How Our Trustworthiness Might Be Measured
December 4, 2017, Marianna Mäki-Teeri
China is planning to launch a Social Credit Score (SCS) system that ranks its 1.3 billion residents according their trustworthiness by 2020. It has been called as a futuristic version of Big Brother as it uses large variety of data, such as financial, legal, social and customer information, to monitor and evaluate its citizens’ behaviour. How would you feel if your trustworthiness was publicly measured with a single algorithm-based score?
The Chinese government rolled out the first plans of the SCS in 2014, and the voluntary implementation has already started in co-operation with eight private companies helping to build systems and algorithms for the citizen score. It will be mandatory for all residents and legal persons including companies and other entities by 2020.
These developer companies include data giants, like Sesame Credit and China Rapid Finance, which have access to large quantities of diverse data. For instance, Sesame Credit’s SCS system rates people according five factors: credit history; obligation fulfilment capacity; personal characteristics; behaviour and preferences; and interpersonal relationships. As result, an individual will be given a citizen score between 350 and 950 points.
The government has stated that main goal of the system is to create the culture of sincerity and enhance the whole society's credibility. By controlling the financial risks, serving underbanked residents and improving legal accountability and compliance, China hopes to strengthen its economy and financial sector.
The system is designed to reward well-rated individuals by giving them access to better services, deals and opportunities, such as loan choices, high-starred leisure services or education options for their children. In turn, the list of suggested penalties includes losing access to social-security benefits and stricter customs checks. Low scores will not be considered either for public office or some senior level positions.
China’s plan has created a global discussion and wide-spread criticism, and it’s been feared that it might lead towards a Big Brother world, as described in George Orwell’s dystopian novel "1984", or a future world in which people’s lives are dominated by social ratings as portrayed in Black Mirror's episode "Nosedive". There are also supporting arguments backing up the developments of these kinds of systems as some people see they could have qualities, if done right, that benefit our societies.

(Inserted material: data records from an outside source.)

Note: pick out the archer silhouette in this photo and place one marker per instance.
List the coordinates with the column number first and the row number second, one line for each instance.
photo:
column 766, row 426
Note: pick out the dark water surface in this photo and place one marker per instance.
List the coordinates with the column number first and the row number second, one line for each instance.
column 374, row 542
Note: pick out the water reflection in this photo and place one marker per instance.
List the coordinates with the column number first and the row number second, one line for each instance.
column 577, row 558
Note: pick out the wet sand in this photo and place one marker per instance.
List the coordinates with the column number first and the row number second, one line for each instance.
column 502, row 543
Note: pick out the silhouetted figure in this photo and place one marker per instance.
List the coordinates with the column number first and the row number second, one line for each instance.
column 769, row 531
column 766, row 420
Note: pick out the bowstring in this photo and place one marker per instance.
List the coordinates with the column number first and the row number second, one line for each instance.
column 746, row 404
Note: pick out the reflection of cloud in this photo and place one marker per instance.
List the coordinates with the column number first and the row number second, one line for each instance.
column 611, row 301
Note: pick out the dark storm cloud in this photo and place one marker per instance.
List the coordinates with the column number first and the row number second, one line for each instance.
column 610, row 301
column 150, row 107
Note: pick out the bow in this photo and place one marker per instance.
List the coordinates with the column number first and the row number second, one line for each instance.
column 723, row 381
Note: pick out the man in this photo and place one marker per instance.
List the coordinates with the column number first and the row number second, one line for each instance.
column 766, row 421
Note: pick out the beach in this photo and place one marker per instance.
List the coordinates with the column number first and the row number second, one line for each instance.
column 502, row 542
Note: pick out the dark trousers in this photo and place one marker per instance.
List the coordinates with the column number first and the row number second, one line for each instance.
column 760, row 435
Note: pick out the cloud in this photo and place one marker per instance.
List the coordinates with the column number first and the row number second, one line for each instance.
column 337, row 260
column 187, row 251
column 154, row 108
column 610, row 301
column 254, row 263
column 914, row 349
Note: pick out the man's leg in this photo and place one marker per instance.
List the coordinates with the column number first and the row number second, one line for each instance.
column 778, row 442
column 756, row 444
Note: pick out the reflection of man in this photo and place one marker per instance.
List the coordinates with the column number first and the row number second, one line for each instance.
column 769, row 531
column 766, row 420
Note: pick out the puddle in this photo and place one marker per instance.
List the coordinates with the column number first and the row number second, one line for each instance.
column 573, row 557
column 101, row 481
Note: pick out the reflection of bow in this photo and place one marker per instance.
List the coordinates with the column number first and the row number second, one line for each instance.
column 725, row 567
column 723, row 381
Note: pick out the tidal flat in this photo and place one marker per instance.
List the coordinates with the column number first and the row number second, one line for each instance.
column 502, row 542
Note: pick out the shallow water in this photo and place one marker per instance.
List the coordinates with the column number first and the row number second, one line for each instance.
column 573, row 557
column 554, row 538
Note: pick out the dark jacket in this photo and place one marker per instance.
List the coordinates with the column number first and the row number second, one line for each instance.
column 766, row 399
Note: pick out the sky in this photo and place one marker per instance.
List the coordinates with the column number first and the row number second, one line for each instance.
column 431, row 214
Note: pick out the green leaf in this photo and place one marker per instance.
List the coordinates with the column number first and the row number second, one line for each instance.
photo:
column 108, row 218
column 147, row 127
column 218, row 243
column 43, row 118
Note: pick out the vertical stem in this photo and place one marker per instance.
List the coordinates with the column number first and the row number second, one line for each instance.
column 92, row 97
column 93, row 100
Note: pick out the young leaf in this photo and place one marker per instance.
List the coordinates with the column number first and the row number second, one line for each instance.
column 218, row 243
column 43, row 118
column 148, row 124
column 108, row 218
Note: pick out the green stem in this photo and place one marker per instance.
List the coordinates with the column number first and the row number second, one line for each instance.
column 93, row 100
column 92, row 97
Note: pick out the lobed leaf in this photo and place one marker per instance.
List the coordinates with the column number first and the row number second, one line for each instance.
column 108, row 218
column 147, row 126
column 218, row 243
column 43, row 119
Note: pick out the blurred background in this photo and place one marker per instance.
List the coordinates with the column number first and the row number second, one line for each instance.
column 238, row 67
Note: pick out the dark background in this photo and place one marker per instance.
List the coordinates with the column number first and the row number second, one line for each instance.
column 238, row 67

As Rachel Botsman has argued, we can’t know yet how a culture of continuous monitoring and rating will developed, but “these are questions we all need to consider, and soon. Today China, tomorrow a place near you. The real questions about the future of trust are not technological or economic; they are ethical.”
So what do you think about the future of trustworthiness? Could these kind of social rating systems be an innotative basis for building trust in our societies, or are they threatening our freedom and privacy?